USCIS has also issued additional FAQ’s on the subject. Here we focus on some of the key aspects of the announcements made by USCIS on the subject:

Immigrant Visas for Spouse in a Same-Sex Marriage

A U.S. Citizen or LPR who is in a same-sex marriage to a foreign national can now sponsor his or her spouse for a family-based immigrant visa by filing a Form I-130 and any applicable accompanying application(s). The U.S. Citizen or LPR’s eligibility to petition for his or her foreign national spouse of the same sex and the foreign national spouse’s admissibility as an immigrant will be determined according to applicable immigration law and will not be denied as a result of the same-sex nature of the marriage.
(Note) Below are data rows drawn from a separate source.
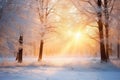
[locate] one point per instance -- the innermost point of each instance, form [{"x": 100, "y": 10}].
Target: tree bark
[
  {"x": 19, "y": 57},
  {"x": 41, "y": 50},
  {"x": 106, "y": 27},
  {"x": 118, "y": 48},
  {"x": 101, "y": 34}
]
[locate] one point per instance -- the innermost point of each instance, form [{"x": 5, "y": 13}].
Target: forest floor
[{"x": 59, "y": 69}]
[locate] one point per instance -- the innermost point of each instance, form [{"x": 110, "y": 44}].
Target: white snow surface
[{"x": 59, "y": 69}]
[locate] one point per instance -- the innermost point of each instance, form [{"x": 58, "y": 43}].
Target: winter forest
[{"x": 59, "y": 40}]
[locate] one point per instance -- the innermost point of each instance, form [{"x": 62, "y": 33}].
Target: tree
[
  {"x": 101, "y": 34},
  {"x": 95, "y": 10},
  {"x": 20, "y": 50},
  {"x": 44, "y": 9}
]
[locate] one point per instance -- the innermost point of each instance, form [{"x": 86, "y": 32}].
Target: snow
[{"x": 60, "y": 69}]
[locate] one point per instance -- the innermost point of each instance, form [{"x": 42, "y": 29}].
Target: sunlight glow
[{"x": 77, "y": 35}]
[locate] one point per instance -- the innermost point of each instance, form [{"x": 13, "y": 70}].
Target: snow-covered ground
[{"x": 60, "y": 69}]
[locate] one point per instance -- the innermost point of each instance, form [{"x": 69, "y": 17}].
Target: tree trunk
[
  {"x": 102, "y": 45},
  {"x": 118, "y": 48},
  {"x": 106, "y": 13},
  {"x": 41, "y": 50},
  {"x": 20, "y": 51},
  {"x": 101, "y": 35}
]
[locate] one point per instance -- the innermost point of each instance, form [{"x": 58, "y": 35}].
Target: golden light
[{"x": 77, "y": 35}]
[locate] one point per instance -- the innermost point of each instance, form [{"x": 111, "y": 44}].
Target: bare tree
[
  {"x": 96, "y": 10},
  {"x": 44, "y": 9}
]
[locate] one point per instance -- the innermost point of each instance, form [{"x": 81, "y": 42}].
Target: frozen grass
[{"x": 60, "y": 69}]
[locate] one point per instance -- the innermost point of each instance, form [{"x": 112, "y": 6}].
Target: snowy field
[{"x": 59, "y": 69}]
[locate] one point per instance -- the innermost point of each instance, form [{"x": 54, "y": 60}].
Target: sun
[{"x": 77, "y": 35}]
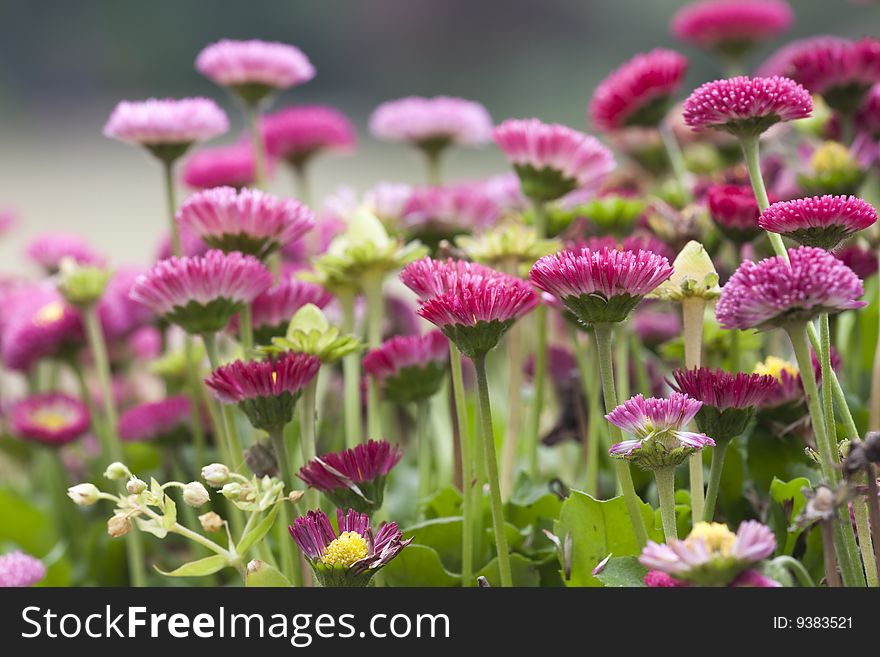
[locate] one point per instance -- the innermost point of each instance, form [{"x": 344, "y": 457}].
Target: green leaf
[
  {"x": 418, "y": 565},
  {"x": 261, "y": 574},
  {"x": 199, "y": 568},
  {"x": 596, "y": 529},
  {"x": 257, "y": 532},
  {"x": 623, "y": 572}
]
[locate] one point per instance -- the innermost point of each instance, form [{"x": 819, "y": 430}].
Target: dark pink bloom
[
  {"x": 771, "y": 292},
  {"x": 746, "y": 106},
  {"x": 639, "y": 92},
  {"x": 166, "y": 122},
  {"x": 49, "y": 249},
  {"x": 731, "y": 26},
  {"x": 297, "y": 133},
  {"x": 432, "y": 123},
  {"x": 155, "y": 420},
  {"x": 50, "y": 418},
  {"x": 240, "y": 64},
  {"x": 250, "y": 220},
  {"x": 551, "y": 159},
  {"x": 821, "y": 221},
  {"x": 18, "y": 570}
]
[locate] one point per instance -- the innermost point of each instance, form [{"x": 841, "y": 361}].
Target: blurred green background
[{"x": 63, "y": 66}]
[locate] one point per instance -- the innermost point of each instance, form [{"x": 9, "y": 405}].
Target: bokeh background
[{"x": 64, "y": 65}]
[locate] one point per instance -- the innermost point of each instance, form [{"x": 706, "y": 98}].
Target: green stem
[
  {"x": 467, "y": 492},
  {"x": 492, "y": 472},
  {"x": 665, "y": 478},
  {"x": 602, "y": 333},
  {"x": 714, "y": 479}
]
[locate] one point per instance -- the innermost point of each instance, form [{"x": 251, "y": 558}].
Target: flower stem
[
  {"x": 715, "y": 471},
  {"x": 665, "y": 478},
  {"x": 602, "y": 333},
  {"x": 492, "y": 472}
]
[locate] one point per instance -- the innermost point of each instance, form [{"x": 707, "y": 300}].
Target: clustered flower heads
[
  {"x": 201, "y": 294},
  {"x": 551, "y": 159},
  {"x": 658, "y": 425},
  {"x": 409, "y": 367},
  {"x": 712, "y": 555},
  {"x": 249, "y": 220},
  {"x": 353, "y": 478},
  {"x": 775, "y": 292},
  {"x": 600, "y": 286},
  {"x": 352, "y": 556},
  {"x": 746, "y": 107},
  {"x": 266, "y": 391},
  {"x": 639, "y": 92},
  {"x": 820, "y": 221}
]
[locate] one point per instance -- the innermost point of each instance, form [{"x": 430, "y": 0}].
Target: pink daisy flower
[
  {"x": 254, "y": 69},
  {"x": 551, "y": 159},
  {"x": 50, "y": 418},
  {"x": 353, "y": 478},
  {"x": 18, "y": 570},
  {"x": 731, "y": 27},
  {"x": 201, "y": 294},
  {"x": 774, "y": 292},
  {"x": 250, "y": 220},
  {"x": 746, "y": 106},
  {"x": 432, "y": 124},
  {"x": 295, "y": 134},
  {"x": 409, "y": 367},
  {"x": 820, "y": 221},
  {"x": 639, "y": 92},
  {"x": 49, "y": 249},
  {"x": 168, "y": 127},
  {"x": 600, "y": 286},
  {"x": 266, "y": 391},
  {"x": 161, "y": 420}
]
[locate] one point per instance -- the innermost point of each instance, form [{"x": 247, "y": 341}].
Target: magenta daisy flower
[
  {"x": 551, "y": 159},
  {"x": 232, "y": 166},
  {"x": 600, "y": 286},
  {"x": 639, "y": 92},
  {"x": 745, "y": 106},
  {"x": 432, "y": 124},
  {"x": 295, "y": 134},
  {"x": 50, "y": 418},
  {"x": 711, "y": 555},
  {"x": 266, "y": 391},
  {"x": 353, "y": 478},
  {"x": 821, "y": 221},
  {"x": 729, "y": 400},
  {"x": 774, "y": 292},
  {"x": 254, "y": 69},
  {"x": 39, "y": 324},
  {"x": 163, "y": 420},
  {"x": 409, "y": 367},
  {"x": 351, "y": 556},
  {"x": 476, "y": 312},
  {"x": 658, "y": 425},
  {"x": 167, "y": 127},
  {"x": 272, "y": 310},
  {"x": 731, "y": 27},
  {"x": 49, "y": 249},
  {"x": 201, "y": 294},
  {"x": 18, "y": 570},
  {"x": 734, "y": 210},
  {"x": 250, "y": 220}
]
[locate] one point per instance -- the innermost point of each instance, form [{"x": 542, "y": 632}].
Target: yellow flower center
[
  {"x": 345, "y": 550},
  {"x": 49, "y": 313},
  {"x": 775, "y": 366},
  {"x": 714, "y": 535}
]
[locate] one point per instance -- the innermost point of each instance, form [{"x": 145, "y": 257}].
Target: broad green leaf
[{"x": 199, "y": 568}]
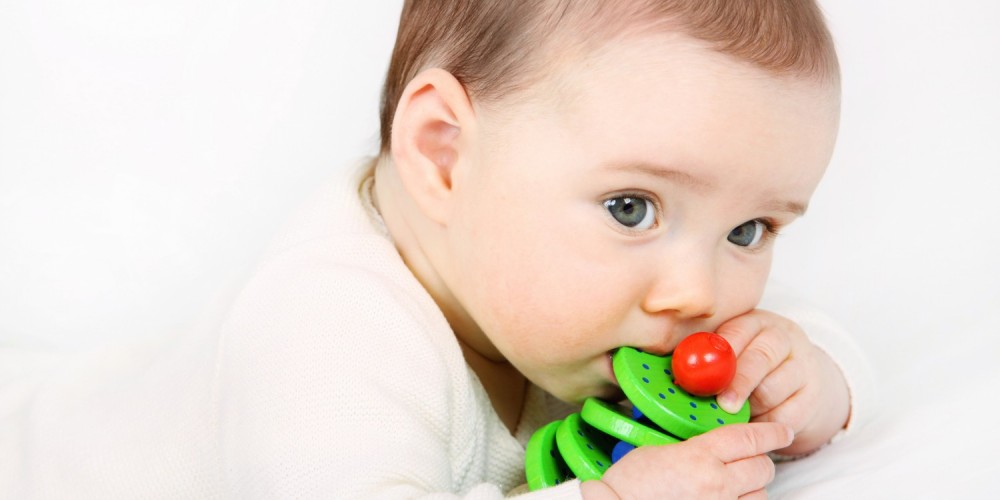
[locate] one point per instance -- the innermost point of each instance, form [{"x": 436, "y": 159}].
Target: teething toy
[
  {"x": 585, "y": 444},
  {"x": 704, "y": 364},
  {"x": 647, "y": 382},
  {"x": 543, "y": 465},
  {"x": 619, "y": 422},
  {"x": 586, "y": 451}
]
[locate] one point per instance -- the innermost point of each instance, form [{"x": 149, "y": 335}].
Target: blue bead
[{"x": 620, "y": 450}]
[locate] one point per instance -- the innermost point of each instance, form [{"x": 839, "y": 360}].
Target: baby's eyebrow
[
  {"x": 794, "y": 207},
  {"x": 670, "y": 174}
]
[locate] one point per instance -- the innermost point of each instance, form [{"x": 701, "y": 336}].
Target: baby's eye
[
  {"x": 748, "y": 234},
  {"x": 633, "y": 212}
]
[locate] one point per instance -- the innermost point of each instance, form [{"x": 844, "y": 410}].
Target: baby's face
[{"x": 633, "y": 207}]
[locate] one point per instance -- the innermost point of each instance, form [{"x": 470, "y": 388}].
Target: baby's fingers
[
  {"x": 759, "y": 352},
  {"x": 736, "y": 442}
]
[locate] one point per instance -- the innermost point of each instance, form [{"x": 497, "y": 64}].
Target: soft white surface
[{"x": 147, "y": 150}]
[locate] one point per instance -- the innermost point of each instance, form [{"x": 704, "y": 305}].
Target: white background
[{"x": 149, "y": 149}]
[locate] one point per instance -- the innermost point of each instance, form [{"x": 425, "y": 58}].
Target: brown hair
[{"x": 495, "y": 47}]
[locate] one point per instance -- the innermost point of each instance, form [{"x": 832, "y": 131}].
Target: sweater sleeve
[
  {"x": 327, "y": 388},
  {"x": 828, "y": 335}
]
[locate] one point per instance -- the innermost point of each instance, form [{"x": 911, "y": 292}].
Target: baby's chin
[{"x": 577, "y": 395}]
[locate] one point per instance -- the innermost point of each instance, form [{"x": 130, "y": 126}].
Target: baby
[
  {"x": 557, "y": 179},
  {"x": 564, "y": 178}
]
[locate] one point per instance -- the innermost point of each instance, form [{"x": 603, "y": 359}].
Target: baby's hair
[{"x": 496, "y": 48}]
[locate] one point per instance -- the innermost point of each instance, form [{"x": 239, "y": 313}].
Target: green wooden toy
[
  {"x": 581, "y": 444},
  {"x": 648, "y": 383},
  {"x": 543, "y": 465},
  {"x": 586, "y": 450},
  {"x": 616, "y": 421}
]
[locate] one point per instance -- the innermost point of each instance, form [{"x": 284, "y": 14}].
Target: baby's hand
[
  {"x": 787, "y": 379},
  {"x": 727, "y": 462}
]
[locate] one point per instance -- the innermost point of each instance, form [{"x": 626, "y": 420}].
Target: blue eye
[
  {"x": 747, "y": 234},
  {"x": 632, "y": 212}
]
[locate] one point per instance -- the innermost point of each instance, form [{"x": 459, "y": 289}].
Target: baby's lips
[{"x": 611, "y": 369}]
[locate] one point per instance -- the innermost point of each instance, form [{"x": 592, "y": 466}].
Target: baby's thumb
[{"x": 738, "y": 441}]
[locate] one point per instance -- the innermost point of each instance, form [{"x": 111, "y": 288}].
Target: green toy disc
[
  {"x": 543, "y": 465},
  {"x": 616, "y": 420},
  {"x": 648, "y": 383},
  {"x": 586, "y": 451}
]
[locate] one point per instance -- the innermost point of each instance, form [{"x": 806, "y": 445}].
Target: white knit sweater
[{"x": 331, "y": 375}]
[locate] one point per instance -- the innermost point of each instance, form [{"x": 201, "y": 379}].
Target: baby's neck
[{"x": 505, "y": 386}]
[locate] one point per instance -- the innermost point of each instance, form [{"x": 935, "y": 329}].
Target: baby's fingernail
[{"x": 729, "y": 401}]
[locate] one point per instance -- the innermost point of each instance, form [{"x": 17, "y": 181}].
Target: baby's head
[{"x": 567, "y": 177}]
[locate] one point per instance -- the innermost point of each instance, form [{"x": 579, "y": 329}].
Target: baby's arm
[
  {"x": 795, "y": 378},
  {"x": 324, "y": 394},
  {"x": 727, "y": 462}
]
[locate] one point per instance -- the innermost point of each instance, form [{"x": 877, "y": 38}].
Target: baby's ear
[{"x": 429, "y": 133}]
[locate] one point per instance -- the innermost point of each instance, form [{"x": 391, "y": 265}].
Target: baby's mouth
[{"x": 611, "y": 368}]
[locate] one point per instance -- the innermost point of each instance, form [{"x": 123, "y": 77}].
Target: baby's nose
[{"x": 686, "y": 289}]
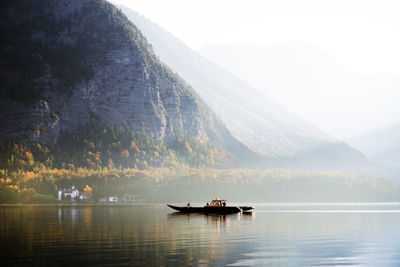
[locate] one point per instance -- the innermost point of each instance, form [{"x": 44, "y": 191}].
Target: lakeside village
[{"x": 74, "y": 195}]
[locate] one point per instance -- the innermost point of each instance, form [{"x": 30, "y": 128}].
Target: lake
[{"x": 313, "y": 234}]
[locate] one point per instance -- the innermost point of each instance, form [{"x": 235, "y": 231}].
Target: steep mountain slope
[
  {"x": 65, "y": 63},
  {"x": 250, "y": 115}
]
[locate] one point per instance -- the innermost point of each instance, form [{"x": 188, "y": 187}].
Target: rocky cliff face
[{"x": 66, "y": 62}]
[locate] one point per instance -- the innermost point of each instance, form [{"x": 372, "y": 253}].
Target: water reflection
[{"x": 152, "y": 235}]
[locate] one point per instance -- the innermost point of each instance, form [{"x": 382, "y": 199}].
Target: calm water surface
[{"x": 153, "y": 235}]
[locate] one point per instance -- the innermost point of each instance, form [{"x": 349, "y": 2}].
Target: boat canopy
[{"x": 217, "y": 202}]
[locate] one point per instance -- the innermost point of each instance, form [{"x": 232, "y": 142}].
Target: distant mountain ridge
[
  {"x": 381, "y": 145},
  {"x": 65, "y": 63},
  {"x": 253, "y": 118}
]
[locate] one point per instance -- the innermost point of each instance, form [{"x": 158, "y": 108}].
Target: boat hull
[
  {"x": 207, "y": 209},
  {"x": 187, "y": 210},
  {"x": 246, "y": 208},
  {"x": 221, "y": 210}
]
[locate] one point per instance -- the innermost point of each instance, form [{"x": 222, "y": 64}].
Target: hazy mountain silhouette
[{"x": 249, "y": 114}]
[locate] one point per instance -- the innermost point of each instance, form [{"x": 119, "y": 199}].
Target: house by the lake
[{"x": 71, "y": 194}]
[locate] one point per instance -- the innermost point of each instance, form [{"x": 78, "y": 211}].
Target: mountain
[
  {"x": 381, "y": 145},
  {"x": 251, "y": 116},
  {"x": 306, "y": 79},
  {"x": 66, "y": 63}
]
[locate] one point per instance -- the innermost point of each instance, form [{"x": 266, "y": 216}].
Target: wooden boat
[
  {"x": 217, "y": 206},
  {"x": 187, "y": 209}
]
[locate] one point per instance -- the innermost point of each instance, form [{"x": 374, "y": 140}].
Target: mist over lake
[
  {"x": 276, "y": 234},
  {"x": 199, "y": 133}
]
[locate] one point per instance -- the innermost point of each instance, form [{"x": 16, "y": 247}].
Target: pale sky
[
  {"x": 349, "y": 30},
  {"x": 361, "y": 36}
]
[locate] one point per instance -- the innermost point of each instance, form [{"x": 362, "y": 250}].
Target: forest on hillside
[{"x": 102, "y": 160}]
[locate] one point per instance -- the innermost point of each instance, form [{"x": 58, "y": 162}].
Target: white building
[{"x": 113, "y": 199}]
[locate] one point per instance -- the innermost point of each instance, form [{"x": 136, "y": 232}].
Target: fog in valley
[{"x": 333, "y": 64}]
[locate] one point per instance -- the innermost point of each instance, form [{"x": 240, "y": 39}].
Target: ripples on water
[{"x": 311, "y": 234}]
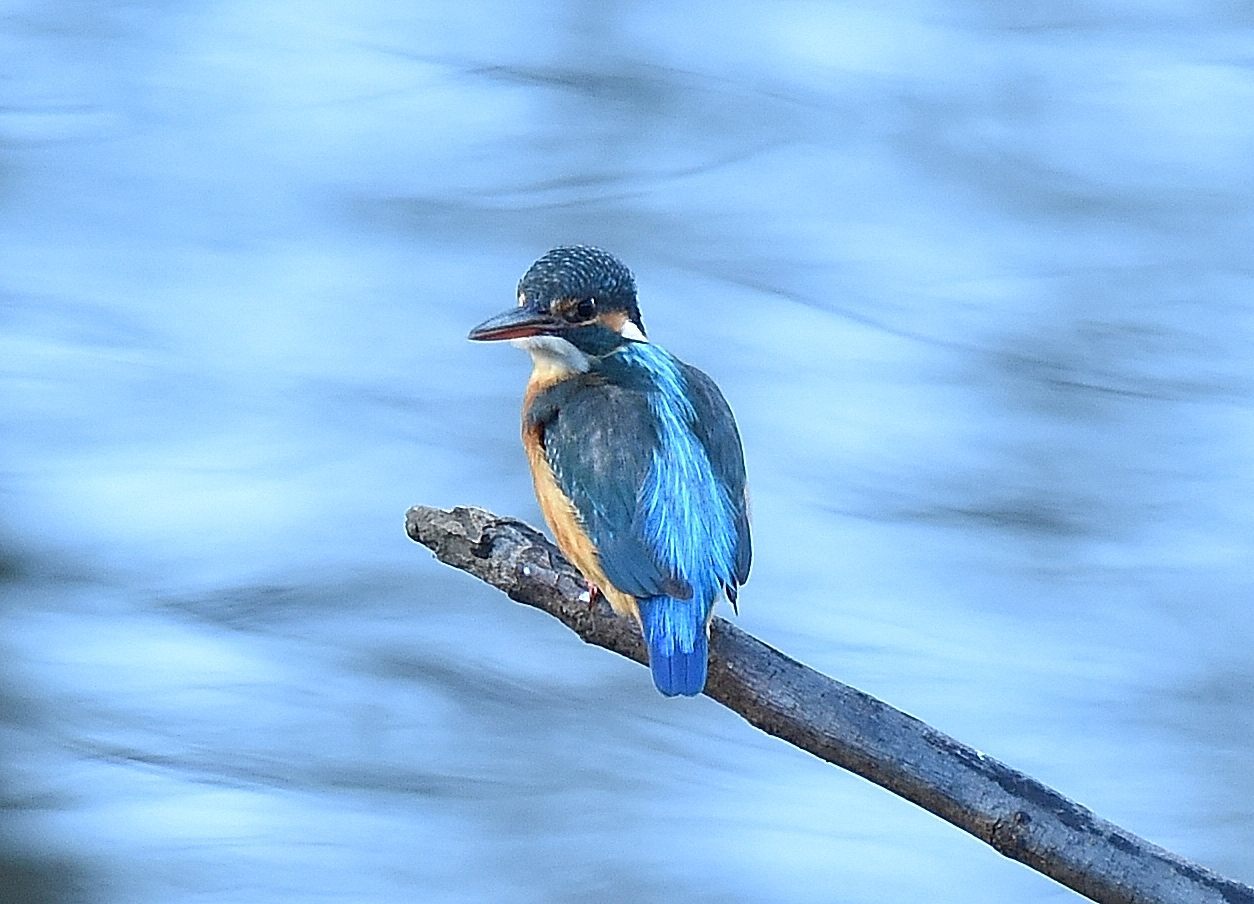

Note: In order to be eligible for immigration benefits, the U.S. Citizen or the LPR must have married the foreign national spouse of the same sex in a U.S. state or a foreign country that recognizes same-sex marriage. As a general matter, the law of the place where the marriage was celebrated determines whether the marriage is legally valid for immigration purposes, and USCIS will apply all relevant laws to determine the validity of a same-sex marriage, just like an opposite-sex marriage.

Furthermore, same-sex spouses who are accompanying or following-to-join a family-sponsored immigrant or employment-based immigrant will also be eligible to receive the same benefits as opposite-sex spouses. 


K-1 Fiancé(e) Visa for Same-Sex Couples

A U.S. Citizen who is engaged to be married to a foreign national of the same sex can also file a fiancé(e) petition (K-1 visa petition) on behalf of the foreign national. The U.S. Citizen may file a Form I-129F, and as long as all other immigration requirements are met. A same-sex engagement may allow the foreign national fiancé(e) to enter the United States to marry the U.S. Citizen in the U.S.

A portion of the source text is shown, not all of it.